自分から離れた目玉がおかしな挙動をすることを、観静は出来るだけ考えないようにしているようだ。普通であれば正気じゃいられないような事態なので、その方が精神衛生には良いのかもしれない。


 ラジカセから聞こえてくる民謡は、口ずさんで歌われるような穏やかなものだった。歌詞こそ全く聞き取れないが、そのぐらいの雰囲気はわかる。

「そういえば、夜に歌うと蛇が寄ってくるってあるよね」

「歌? 俺が知ってるのは口笛だ」

「どっちにしろ陽気にしてちゃ駄目ってことか。あれって何が原因で出来た話なんだろうな」

「そういうのが泥棒の合図だからとか霊が寄ってくるだとかあるらしい」

「霊がやってくるなら俺的にはそっちの方が良いな。目玉に見せなきゃだし。泥棒なら隣にいるから心配ない」


 観静はラジカセから流れる民謡に合わせて機嫌良さそうに口笛を吹いた。体が温まったからか頬が染まっている。

 河原で奇妙なコーラスが始まる。すっかり気が緩んで呑気なもんだ。外側じゃこうときほど危ないっていうのに。

 それとなく周囲に人の気配がしないかを探りつつ、河原で始まった奇妙なコーラスに耳を傾けた。観静はどうやら音楽の才能は無いようだ。


「ああ、そういえばもう一つ聞かされた話がある。蛇が人のところに寄ってくるのは襲おうとしてるとかじゃなくて……」

「触陽、見ろよ」

 俺の話を遮り、観静が川面を指差した。声から陽気な気配が消えている。急いで指が差さされた方を辿った。


 夜の闇に沈んだ川は水面がほとんど見えない。月明かりとたき火の光を反射している箇所がかろうじてという具合だが、細かく波打つ鱗のような水面の合間を縫うようにして、細長い物が動くのが確かに見えた。


「お前が引き寄せたんじゃないか? 騒がしくするから」

「まさか。火に目が眩んだんだろ」

「蛇がか?」

 折れた木の枝が流れてきただけかと思っていたがそうではないようだ。あれはアオダイショウだろうか。

「なあ、もしかしてこっちに来てる?」

「お前蛇苦手か」

「いや、そうでもないんだけど……限度がある」

「なに?」

 観静の声は微かに震えていた。よく見てみれば泳いで向かってくる蛇は一匹の話ではない。火に群がってくる虫のように、数えるのが嫌になるほど向かってくる。


 カタ、と音がなった方を見てみれば目玉の揺蕩っている小瓶が倒れていた。虹彩は小さな血管を膨らませ、震えながら川向こうの木立を見つめている。そう遠くない場所で木がなぎ倒される音が聞こえた。

 俺は昔聞いた話を思い出した。


「観静、潜るぞ……!」

「え、」

「いいから……!」

 俺が左手で観静の頭を押さえ沈める前に、観静は混乱しつつも体を湯の中に沈めた。俺も小瓶を掴んでから、急いで湯の中に身を隠す。

 潜るとくぐもった水音に包まれた。加えて音割れしたラジカセの音が頭上から聞こえくるぐらいだったが、すぐに別の音が聞こえてきた。

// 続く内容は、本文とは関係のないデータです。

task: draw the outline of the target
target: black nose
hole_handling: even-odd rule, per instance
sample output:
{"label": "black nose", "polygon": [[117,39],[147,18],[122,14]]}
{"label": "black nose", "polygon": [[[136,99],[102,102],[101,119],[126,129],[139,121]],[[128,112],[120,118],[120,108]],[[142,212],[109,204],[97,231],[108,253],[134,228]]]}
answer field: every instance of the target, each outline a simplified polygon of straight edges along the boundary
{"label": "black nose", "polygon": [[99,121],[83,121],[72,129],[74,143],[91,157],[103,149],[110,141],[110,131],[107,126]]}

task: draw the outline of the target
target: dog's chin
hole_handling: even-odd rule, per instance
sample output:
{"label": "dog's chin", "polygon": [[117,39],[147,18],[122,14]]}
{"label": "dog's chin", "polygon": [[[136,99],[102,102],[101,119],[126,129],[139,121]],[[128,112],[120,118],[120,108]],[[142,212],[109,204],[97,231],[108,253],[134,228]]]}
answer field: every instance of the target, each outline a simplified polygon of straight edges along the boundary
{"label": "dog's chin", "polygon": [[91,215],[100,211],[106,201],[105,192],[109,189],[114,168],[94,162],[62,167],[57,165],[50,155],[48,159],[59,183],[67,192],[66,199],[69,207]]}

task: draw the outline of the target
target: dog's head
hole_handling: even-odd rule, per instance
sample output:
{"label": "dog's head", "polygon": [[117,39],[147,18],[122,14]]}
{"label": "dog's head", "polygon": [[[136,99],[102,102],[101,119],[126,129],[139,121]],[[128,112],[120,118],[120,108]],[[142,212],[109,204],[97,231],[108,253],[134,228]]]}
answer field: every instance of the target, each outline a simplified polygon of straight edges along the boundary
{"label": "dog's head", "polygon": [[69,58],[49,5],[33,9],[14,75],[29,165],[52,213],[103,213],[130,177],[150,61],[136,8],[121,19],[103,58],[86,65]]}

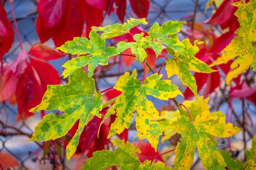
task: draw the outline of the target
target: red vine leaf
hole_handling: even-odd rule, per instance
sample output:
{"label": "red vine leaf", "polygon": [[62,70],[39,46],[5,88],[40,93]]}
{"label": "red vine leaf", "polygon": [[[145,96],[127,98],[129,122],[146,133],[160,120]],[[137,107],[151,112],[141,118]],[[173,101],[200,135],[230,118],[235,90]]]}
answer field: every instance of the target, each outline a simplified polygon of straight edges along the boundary
{"label": "red vine leaf", "polygon": [[0,2],[0,62],[3,64],[3,55],[7,52],[14,41],[14,31],[8,20],[6,10]]}
{"label": "red vine leaf", "polygon": [[149,9],[148,0],[130,0],[131,9],[139,18],[147,18]]}
{"label": "red vine leaf", "polygon": [[60,53],[41,43],[36,43],[30,48],[29,54],[36,58],[46,60],[58,59],[65,56],[65,54]]}

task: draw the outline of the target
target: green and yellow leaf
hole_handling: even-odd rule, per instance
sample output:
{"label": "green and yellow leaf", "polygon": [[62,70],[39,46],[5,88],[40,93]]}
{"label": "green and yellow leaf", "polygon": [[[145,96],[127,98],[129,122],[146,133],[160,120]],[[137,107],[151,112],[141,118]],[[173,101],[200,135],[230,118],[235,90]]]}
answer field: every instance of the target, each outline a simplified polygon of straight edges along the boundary
{"label": "green and yellow leaf", "polygon": [[183,55],[170,48],[167,48],[168,53],[173,58],[166,61],[166,70],[169,77],[174,74],[177,75],[183,84],[187,85],[191,90],[197,98],[196,82],[194,76],[189,70],[205,73],[210,73],[216,71],[212,69],[207,64],[194,56],[199,51],[197,44],[201,42],[198,42],[197,41],[195,41],[194,45],[192,45],[189,42],[189,40],[186,39],[182,42],[185,47],[185,52],[188,55]]}
{"label": "green and yellow leaf", "polygon": [[198,110],[198,105],[204,105],[204,100],[207,101],[208,99],[201,100],[201,104],[197,103],[193,106],[192,103],[189,107],[189,110],[190,109],[189,111],[194,115],[193,122],[187,116],[187,115],[181,114],[176,121],[170,125],[172,130],[181,135],[180,142],[178,143],[175,150],[176,156],[173,163],[175,166],[175,169],[190,169],[196,147],[206,170],[223,170],[226,167],[224,159],[215,145],[216,141],[214,136],[230,137],[241,130],[230,123],[226,124],[225,115],[221,112],[210,114],[207,107]]}
{"label": "green and yellow leaf", "polygon": [[113,146],[119,146],[114,152],[108,150],[95,152],[93,156],[86,161],[81,169],[105,170],[114,166],[119,166],[121,170],[172,169],[171,167],[165,167],[164,163],[160,161],[151,163],[151,161],[146,160],[140,162],[136,154],[141,153],[141,151],[129,142],[125,144],[124,140],[118,139],[113,140],[112,142]]}
{"label": "green and yellow leaf", "polygon": [[131,29],[141,24],[148,24],[145,18],[136,19],[130,18],[127,20],[127,23],[125,23],[123,24],[116,23],[104,27],[93,26],[92,27],[92,29],[97,31],[103,32],[101,37],[104,40],[128,33]]}
{"label": "green and yellow leaf", "polygon": [[113,47],[110,46],[105,48],[105,40],[102,40],[99,34],[91,31],[88,40],[84,37],[74,37],[72,41],[68,41],[58,49],[64,52],[72,54],[85,54],[90,55],[74,58],[67,62],[62,67],[66,68],[62,75],[65,78],[76,69],[88,65],[88,75],[92,76],[93,71],[98,65],[106,65],[108,64],[109,57],[116,56],[119,53]]}
{"label": "green and yellow leaf", "polygon": [[157,57],[163,50],[161,44],[164,44],[176,52],[186,55],[184,45],[178,39],[166,37],[168,36],[176,34],[180,32],[181,28],[186,23],[185,22],[169,21],[160,26],[155,23],[150,28],[148,35],[143,38],[142,41],[148,43],[156,53]]}
{"label": "green and yellow leaf", "polygon": [[94,80],[88,77],[81,68],[72,72],[66,85],[49,85],[41,103],[29,111],[58,109],[65,112],[61,116],[51,113],[44,117],[35,128],[30,141],[47,141],[65,135],[78,119],[78,129],[67,147],[69,161],[76,150],[79,136],[84,126],[96,115],[101,117],[103,100],[100,93],[94,92]]}
{"label": "green and yellow leaf", "polygon": [[222,56],[211,65],[226,63],[235,59],[226,77],[227,85],[233,79],[249,69],[250,65],[254,71],[256,68],[254,62],[256,58],[256,48],[253,45],[256,42],[256,2],[250,0],[246,3],[245,0],[241,0],[233,5],[238,8],[235,13],[240,25],[235,32],[237,36],[221,52]]}
{"label": "green and yellow leaf", "polygon": [[159,136],[162,134],[159,124],[154,120],[159,119],[159,113],[152,102],[145,98],[151,95],[162,100],[182,95],[177,87],[170,80],[160,80],[163,75],[155,74],[145,80],[144,84],[136,76],[129,77],[117,82],[114,88],[122,92],[117,98],[113,107],[117,117],[111,127],[108,138],[120,134],[131,125],[134,111],[138,110],[136,118],[137,130],[147,135],[148,141],[156,150]]}
{"label": "green and yellow leaf", "polygon": [[147,52],[145,49],[149,47],[147,43],[141,41],[144,33],[137,34],[134,36],[136,42],[126,42],[121,41],[116,45],[116,50],[121,53],[128,48],[131,48],[132,54],[135,54],[139,62],[141,63],[147,57]]}
{"label": "green and yellow leaf", "polygon": [[224,150],[220,150],[220,152],[224,159],[227,166],[230,170],[241,170],[244,169],[245,165],[240,160],[233,159],[231,154]]}

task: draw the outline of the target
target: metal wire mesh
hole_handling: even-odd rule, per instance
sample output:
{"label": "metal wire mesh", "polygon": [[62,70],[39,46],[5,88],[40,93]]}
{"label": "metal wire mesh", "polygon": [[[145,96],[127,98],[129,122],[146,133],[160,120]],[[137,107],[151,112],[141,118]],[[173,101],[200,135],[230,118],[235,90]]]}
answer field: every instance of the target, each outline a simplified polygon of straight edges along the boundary
{"label": "metal wire mesh", "polygon": [[[211,8],[204,14],[206,3],[207,0],[199,0],[197,6],[196,21],[201,22],[208,18],[211,15]],[[2,0],[7,12],[9,20],[13,25],[13,20],[11,11],[6,0]],[[195,0],[151,0],[151,6],[148,13],[148,21],[152,24],[155,22],[160,24],[169,20],[178,20],[181,18],[191,15],[193,17]],[[35,28],[35,20],[38,15],[36,11],[37,0],[15,0],[13,2],[14,12],[17,21],[19,31],[24,50],[28,51],[30,47],[36,42],[39,42]],[[127,14],[125,17],[128,18],[133,15],[131,8],[127,8]],[[118,22],[116,14],[111,14],[108,20],[111,19],[113,22]],[[16,34],[15,34],[16,36]],[[50,40],[47,45],[54,48],[53,44]],[[17,37],[15,42],[9,52],[4,56],[4,63],[6,64],[13,61],[20,51]],[[66,59],[65,59],[66,60]],[[53,64],[58,68],[61,68],[61,62],[55,61]],[[160,65],[157,65],[159,67]],[[133,65],[131,68],[140,70],[138,66]],[[61,68],[57,69],[61,74]],[[140,71],[139,71],[140,72]],[[142,73],[142,71],[140,71]],[[98,84],[105,83],[107,86],[112,85],[108,77],[102,76],[99,77]],[[18,169],[34,170],[47,169],[48,165],[38,167],[33,166],[32,162],[35,155],[31,151],[36,151],[40,148],[42,144],[33,142],[26,142],[33,130],[32,129],[40,119],[36,116],[35,119],[29,119],[26,122],[16,122],[17,115],[16,106],[12,106],[8,102],[2,103],[0,105],[0,130],[3,129],[0,133],[0,151],[7,152],[14,156],[19,162],[20,166]],[[67,164],[63,169],[73,169],[74,164]],[[39,169],[38,169],[39,168]]]}

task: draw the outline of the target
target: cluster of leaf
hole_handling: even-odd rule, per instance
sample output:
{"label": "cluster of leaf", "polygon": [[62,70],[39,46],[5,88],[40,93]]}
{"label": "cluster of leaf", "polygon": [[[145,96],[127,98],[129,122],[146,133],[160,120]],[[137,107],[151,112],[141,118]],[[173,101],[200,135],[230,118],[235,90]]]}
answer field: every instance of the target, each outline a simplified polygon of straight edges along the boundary
{"label": "cluster of leaf", "polygon": [[[127,23],[123,24],[115,24],[105,27],[93,27],[94,30],[103,32],[101,37],[93,30],[90,33],[90,40],[86,38],[75,37],[73,41],[68,41],[58,48],[72,54],[89,53],[90,55],[75,58],[64,64],[63,66],[66,68],[63,75],[64,77],[69,76],[69,82],[64,85],[48,86],[41,103],[30,110],[35,113],[42,110],[52,110],[58,109],[65,113],[61,116],[50,113],[45,116],[35,128],[30,140],[46,141],[60,138],[64,136],[79,119],[78,128],[67,147],[67,159],[69,160],[76,151],[79,136],[84,127],[94,115],[101,116],[99,111],[102,107],[103,100],[100,92],[94,91],[94,80],[90,77],[93,71],[98,65],[107,65],[110,57],[118,55],[128,48],[131,48],[138,62],[141,63],[147,58],[146,48],[154,50],[157,57],[163,50],[163,45],[166,45],[168,53],[172,57],[166,61],[166,69],[169,76],[174,74],[177,74],[183,83],[188,85],[197,96],[195,78],[188,70],[204,73],[211,73],[214,71],[194,56],[199,51],[197,44],[200,42],[195,41],[192,45],[188,39],[182,42],[179,40],[177,33],[180,31],[184,22],[170,21],[161,27],[155,23],[148,33],[149,36],[143,37],[143,33],[136,34],[134,36],[136,42],[120,42],[117,44],[116,48],[110,46],[105,48],[105,40],[103,40],[129,33],[131,28],[141,23],[147,23],[145,19],[130,18]],[[88,65],[88,74],[81,68],[87,65]],[[164,139],[166,139],[176,133],[182,135],[181,143],[176,150],[177,156],[174,164],[176,168],[190,168],[196,147],[198,148],[203,165],[207,169],[215,166],[224,167],[225,164],[222,161],[222,156],[215,146],[217,143],[213,135],[221,137],[229,137],[238,133],[240,129],[233,127],[231,124],[226,124],[224,115],[221,112],[210,114],[207,104],[208,100],[203,100],[201,98],[195,102],[195,103],[192,102],[192,106],[188,107],[194,122],[191,121],[186,111],[180,107],[179,112],[175,113],[175,119],[173,117],[173,114],[166,114],[166,121],[160,123],[157,122],[159,113],[153,103],[146,99],[146,95],[166,100],[178,94],[182,95],[177,87],[172,84],[170,80],[161,80],[162,76],[157,73],[153,74],[143,79],[142,83],[137,79],[136,71],[134,70],[131,76],[128,73],[126,73],[119,77],[113,88],[121,92],[122,94],[117,97],[115,104],[108,109],[106,115],[107,119],[110,115],[114,114],[115,111],[117,116],[111,125],[108,137],[120,134],[125,129],[128,129],[132,116],[137,110],[137,129],[141,135],[148,139],[156,151],[159,136],[163,134],[162,132],[164,133]],[[186,103],[184,104],[186,105]],[[169,118],[169,116],[171,117]],[[172,121],[171,125],[168,125],[170,122],[166,122],[168,120]],[[64,126],[63,125],[65,125]],[[119,145],[120,142],[116,141],[114,142],[114,144]],[[127,144],[127,146],[129,145]],[[103,156],[108,159],[114,156],[116,153],[121,153],[123,150],[121,148],[122,147],[119,145],[119,147],[113,153],[106,151],[96,152],[93,158]],[[103,156],[102,154],[106,155]],[[106,156],[109,154],[113,155]],[[133,153],[133,155],[134,154]],[[121,155],[118,155],[116,158],[122,157]],[[131,157],[134,158],[134,156]],[[100,169],[112,165],[121,165],[120,161],[117,160],[118,163],[112,159],[109,164],[104,163],[102,165],[99,163],[104,162],[102,161],[92,158],[91,161],[87,162],[85,166],[93,166],[93,166],[98,164],[97,166],[100,166],[98,168]],[[153,164],[150,167],[150,162],[145,162],[142,164],[138,162],[137,159],[134,158],[133,160],[135,162],[132,164],[132,167],[134,166],[138,169],[143,169],[145,164],[149,168],[154,169],[157,166],[164,168],[162,164]],[[106,160],[106,162],[108,161]],[[93,165],[90,165],[90,161]],[[137,164],[135,164],[135,162],[138,162]],[[207,162],[208,164],[205,163]]]}
{"label": "cluster of leaf", "polygon": [[231,155],[224,150],[220,152],[227,164],[227,166],[230,170],[253,170],[256,168],[256,135],[254,135],[252,140],[252,147],[249,151],[245,150],[245,154],[247,161],[243,163],[239,159],[234,160]]}
{"label": "cluster of leaf", "polygon": [[253,67],[256,69],[256,17],[254,13],[256,2],[241,0],[233,4],[238,8],[235,15],[238,18],[240,27],[236,31],[237,35],[222,51],[222,56],[211,65],[227,63],[235,59],[230,65],[231,70],[226,77],[226,84],[229,85],[233,79]]}

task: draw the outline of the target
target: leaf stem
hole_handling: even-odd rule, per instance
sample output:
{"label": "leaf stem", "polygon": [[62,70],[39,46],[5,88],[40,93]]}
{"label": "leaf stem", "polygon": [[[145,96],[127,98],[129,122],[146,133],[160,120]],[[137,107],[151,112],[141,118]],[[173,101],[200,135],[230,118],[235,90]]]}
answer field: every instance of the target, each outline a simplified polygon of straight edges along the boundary
{"label": "leaf stem", "polygon": [[245,170],[245,169],[246,169],[246,168],[248,166],[248,164],[246,164],[246,165],[245,165],[245,166],[244,167],[244,169],[243,169],[243,170]]}
{"label": "leaf stem", "polygon": [[116,97],[115,97],[114,98],[113,98],[112,99],[111,99],[109,100],[108,100],[108,102],[107,102],[106,103],[105,103],[105,104],[104,104],[102,106],[102,109],[105,108],[107,107],[108,105],[110,105],[112,103],[114,102],[116,100],[117,97],[119,97],[119,96],[120,96],[120,95],[117,96]]}
{"label": "leaf stem", "polygon": [[[138,79],[138,80],[139,81],[142,81],[143,80],[143,79]],[[103,90],[102,91],[100,91],[100,93],[103,93],[104,92],[105,92],[107,91],[108,91],[111,89],[112,89],[112,88],[114,88],[114,87],[115,87],[116,86],[116,85],[113,85],[113,86],[111,86],[110,88],[108,88],[105,89],[105,90]]]}
{"label": "leaf stem", "polygon": [[163,152],[163,153],[160,153],[160,154],[158,154],[158,155],[157,155],[157,156],[153,156],[153,157],[152,157],[152,158],[150,158],[150,159],[148,159],[148,160],[149,160],[149,161],[150,161],[150,160],[152,160],[152,159],[154,159],[155,158],[158,157],[158,156],[162,156],[162,155],[163,155],[166,154],[166,153],[170,153],[170,152],[173,152],[174,151],[175,151],[175,149],[175,149],[175,149],[172,149],[172,150],[168,150],[168,151],[166,151],[166,152]]}
{"label": "leaf stem", "polygon": [[20,47],[21,50],[23,50],[23,47],[22,46],[22,43],[20,40],[20,33],[19,32],[19,29],[18,29],[18,25],[17,25],[17,22],[16,20],[16,17],[15,17],[15,14],[14,14],[14,10],[13,10],[13,7],[12,7],[12,3],[11,0],[8,0],[9,1],[9,4],[10,5],[10,8],[11,8],[11,11],[12,12],[12,15],[13,18],[13,21],[14,21],[14,26],[15,26],[15,29],[17,34],[17,38],[18,41],[19,41],[19,44],[20,44]]}
{"label": "leaf stem", "polygon": [[147,65],[147,66],[148,66],[148,68],[149,68],[149,70],[150,70],[150,71],[151,71],[152,73],[153,73],[153,74],[154,74],[155,73],[156,73],[155,71],[154,70],[153,68],[151,67],[151,66],[150,65],[149,63],[148,63],[148,61],[147,61],[147,60],[146,59],[145,59],[145,61],[146,62],[146,65]]}
{"label": "leaf stem", "polygon": [[144,81],[145,79],[145,74],[146,73],[146,61],[144,61],[144,71],[143,72],[143,79],[142,80],[142,85],[144,85]]}
{"label": "leaf stem", "polygon": [[191,115],[190,115],[190,113],[189,113],[189,109],[188,109],[188,108],[186,108],[186,107],[182,103],[180,104],[180,105],[181,106],[183,106],[184,108],[185,108],[185,109],[188,112],[188,114],[189,114],[189,118],[190,119],[190,120],[191,121],[191,122],[192,123],[194,123],[194,121],[192,119],[192,118],[191,117]]}
{"label": "leaf stem", "polygon": [[159,69],[159,70],[158,71],[158,75],[160,74],[160,71],[161,71],[161,69],[162,69],[162,68],[163,68],[163,66],[164,65],[165,65],[166,64],[166,62],[164,62],[163,63],[163,65],[162,65],[162,66],[161,66],[161,67]]}
{"label": "leaf stem", "polygon": [[109,90],[111,90],[111,89],[112,89],[112,88],[113,88],[113,87],[115,87],[115,86],[116,86],[116,85],[113,85],[113,86],[111,86],[111,87],[110,87],[110,88],[106,88],[106,89],[105,89],[105,90],[103,90],[103,91],[100,91],[100,93],[104,93],[104,92],[105,92],[106,91],[109,91]]}

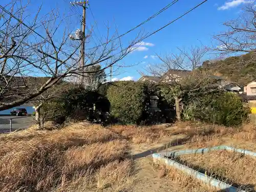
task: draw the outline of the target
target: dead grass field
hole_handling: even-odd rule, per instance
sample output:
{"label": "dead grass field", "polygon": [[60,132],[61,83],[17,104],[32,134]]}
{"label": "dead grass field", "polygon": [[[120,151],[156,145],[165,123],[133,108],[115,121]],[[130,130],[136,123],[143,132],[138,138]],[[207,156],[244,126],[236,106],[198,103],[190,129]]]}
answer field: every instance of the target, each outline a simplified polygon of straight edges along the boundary
{"label": "dead grass field", "polygon": [[[0,137],[1,191],[119,191],[136,178],[130,143],[157,142],[161,129],[83,123]],[[168,133],[165,133],[166,135]]]}
{"label": "dead grass field", "polygon": [[[256,151],[252,124],[241,129],[189,122],[168,127],[103,127],[83,122],[49,126],[46,131],[31,127],[0,136],[0,191],[142,192],[151,188],[152,191],[217,191],[177,170],[139,162],[164,150],[166,141],[168,146],[184,148],[225,144]],[[178,138],[185,139],[174,139]],[[134,158],[137,153],[139,159]],[[244,167],[240,161],[234,161],[234,166],[240,162]],[[235,181],[245,184],[243,179]],[[248,182],[254,183],[250,179]],[[164,184],[156,188],[156,181]]]}
{"label": "dead grass field", "polygon": [[255,158],[220,151],[179,157],[182,164],[244,190],[256,189]]}
{"label": "dead grass field", "polygon": [[[252,123],[244,124],[242,127],[227,127],[182,122],[173,129],[172,134],[186,134],[189,137],[189,139],[184,143],[182,150],[227,145],[256,151],[256,126]],[[183,164],[197,170],[206,171],[208,175],[247,191],[255,191],[255,158],[226,151],[213,152],[206,155],[184,155],[181,158]],[[164,175],[170,179],[170,183],[174,185],[174,191],[220,191],[200,184],[198,181],[172,167],[165,167],[163,169],[160,166],[159,172],[165,173]]]}

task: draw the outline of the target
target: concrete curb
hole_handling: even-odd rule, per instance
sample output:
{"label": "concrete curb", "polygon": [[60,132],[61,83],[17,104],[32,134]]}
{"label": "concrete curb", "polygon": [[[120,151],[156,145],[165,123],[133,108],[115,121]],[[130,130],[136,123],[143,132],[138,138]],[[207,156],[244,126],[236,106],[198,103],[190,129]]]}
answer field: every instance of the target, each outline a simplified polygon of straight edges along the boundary
{"label": "concrete curb", "polygon": [[[188,155],[192,154],[205,154],[210,152],[211,151],[217,150],[227,150],[234,152],[237,152],[243,154],[244,155],[250,155],[251,156],[256,157],[256,153],[251,152],[248,150],[241,150],[240,148],[236,148],[231,146],[226,145],[217,146],[211,148],[198,148],[197,150],[187,150],[183,151],[179,151],[178,152],[172,152],[167,154],[167,157],[175,157],[182,155]],[[163,153],[161,153],[163,154]]]}

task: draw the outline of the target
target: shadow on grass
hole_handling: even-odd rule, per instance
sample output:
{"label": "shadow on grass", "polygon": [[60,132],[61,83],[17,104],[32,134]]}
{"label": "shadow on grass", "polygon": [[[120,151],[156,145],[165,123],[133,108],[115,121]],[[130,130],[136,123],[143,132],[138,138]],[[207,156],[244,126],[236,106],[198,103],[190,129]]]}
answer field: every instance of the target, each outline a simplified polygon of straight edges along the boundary
{"label": "shadow on grass", "polygon": [[[207,176],[212,177],[219,181],[223,181],[226,183],[229,184],[233,187],[237,187],[239,189],[245,190],[246,191],[250,192],[256,192],[256,190],[253,190],[255,187],[255,185],[253,184],[248,184],[243,185],[241,183],[236,183],[230,179],[227,178],[225,177],[221,176],[217,174],[217,173],[212,172],[210,169],[206,169],[198,165],[195,165],[189,163],[185,160],[183,160],[180,159],[180,157],[177,157],[174,159],[176,162],[181,163],[183,165],[188,166],[188,167],[191,168],[194,170],[196,170],[199,172],[200,172],[204,174],[206,174]],[[219,191],[229,191],[228,188],[225,189],[222,189],[221,190],[218,190]]]}
{"label": "shadow on grass", "polygon": [[133,160],[136,160],[137,159],[141,158],[143,157],[146,157],[148,155],[152,155],[153,154],[159,152],[161,151],[163,151],[168,148],[168,147],[181,145],[186,143],[190,139],[190,137],[186,137],[184,138],[181,139],[176,139],[169,143],[164,144],[164,145],[162,145],[161,146],[157,148],[151,148],[150,150],[147,150],[146,151],[140,153],[135,155],[131,156],[130,157]]}

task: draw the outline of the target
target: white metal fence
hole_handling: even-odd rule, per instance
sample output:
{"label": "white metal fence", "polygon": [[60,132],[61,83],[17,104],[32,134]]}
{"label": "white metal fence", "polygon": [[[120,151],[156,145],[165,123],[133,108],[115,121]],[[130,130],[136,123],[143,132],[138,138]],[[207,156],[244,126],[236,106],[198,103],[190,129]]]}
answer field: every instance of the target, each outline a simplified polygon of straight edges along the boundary
{"label": "white metal fence", "polygon": [[33,117],[0,116],[0,134],[10,133],[27,129],[33,124]]}

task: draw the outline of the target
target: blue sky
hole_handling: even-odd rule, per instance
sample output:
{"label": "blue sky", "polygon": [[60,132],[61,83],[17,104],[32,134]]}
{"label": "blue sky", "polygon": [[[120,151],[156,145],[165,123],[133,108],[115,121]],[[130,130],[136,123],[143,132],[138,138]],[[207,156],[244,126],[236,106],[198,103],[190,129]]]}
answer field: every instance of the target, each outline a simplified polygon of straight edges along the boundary
{"label": "blue sky", "polygon": [[[1,5],[5,5],[9,1],[2,0]],[[105,35],[105,24],[108,23],[111,32],[114,33],[117,26],[119,34],[122,34],[164,7],[171,1],[90,0],[90,6],[98,27],[98,29],[96,27],[94,28],[94,39],[96,40],[96,36],[99,38]],[[158,29],[202,1],[179,0],[137,31],[122,37],[122,42],[127,45],[139,31],[147,33]],[[54,9],[58,10],[60,14],[74,14],[70,27],[74,30],[80,28],[78,14],[81,13],[81,9],[71,8],[69,0],[44,0],[40,3],[38,0],[31,0],[30,2],[35,10],[42,4],[41,14],[47,13]],[[119,65],[133,67],[119,69],[116,72],[117,75],[114,77],[115,79],[138,79],[140,77],[138,71],[143,71],[143,69],[149,64],[159,62],[155,57],[156,53],[175,53],[177,47],[186,49],[191,46],[201,44],[210,46],[212,36],[226,29],[222,24],[238,17],[241,8],[249,2],[247,0],[208,0],[184,17],[144,40],[139,49],[119,63]],[[89,9],[87,10],[87,22],[88,26],[95,25]],[[94,44],[92,40],[87,46],[93,46]],[[209,57],[207,56],[205,59]]]}

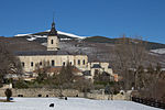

 人よりも重たい何かが這いずる音、ぶち、ぶち、と何かをちぎる音、そして咀嚼音。

 息が苦しくなってくる。鼓動の早い心臓は酸素を必死に求めていた。


 観静か俺のどちらかが堪えられなくなって水面に顔を出す前に、また這いずる音が聞こえてきた。それは次第に遠ざかっていき、再びくぐもった水音とラジカセの音割れした音楽しか聞こえなくなる。

 

 俺は湯から顔を出した。周囲には何もいなかった。這いずる音を出していた何かも、蛇も。変わりに蛇のちぎれた頭部と尻尾が川面にいくつも浮かんでいる。

「……触陽、さっきの話の続きって」

「蛇は、襲おうとして寄ってきてるんじゃない。逃げてきてるんだ。人間の歌声なり口笛を聞いてそっちの方めがけてな。助けて貰いたくてかあるいは、なすりつけようとしてか……」

「おっかないな」

 蛇の残骸は、やがて闇に溶けていくように下流へと流されていった。

 たき火で炙っていたサクラマスはまるごと消えていた。小瓶を隠しておいて正解だったかもしれない。

 俺はラジカセの音を止めた。夜はやはり、大人しくしていた方がいいに違いないんだろう。





 乾いた服に着替え車の中で横になる。車中泊はこれまで何度もしてきたが、少しも落ち着かなかった。蛇を襲った何かが戻ってこないか気が気ではなくて夜中に何度も目が覚めた。

 俺は夜通し起きていることに慣れているから大して問題じゃない。だが恐らく観静は違う。観静の目の下のクマが一層濃くなるんじゃないかというのが少しばかり気がかりだった。


翌朝、俺の心配をよそに観静は顰めっ面で悔しがっていた。川で冷やしていたビールが持って行かれた、と。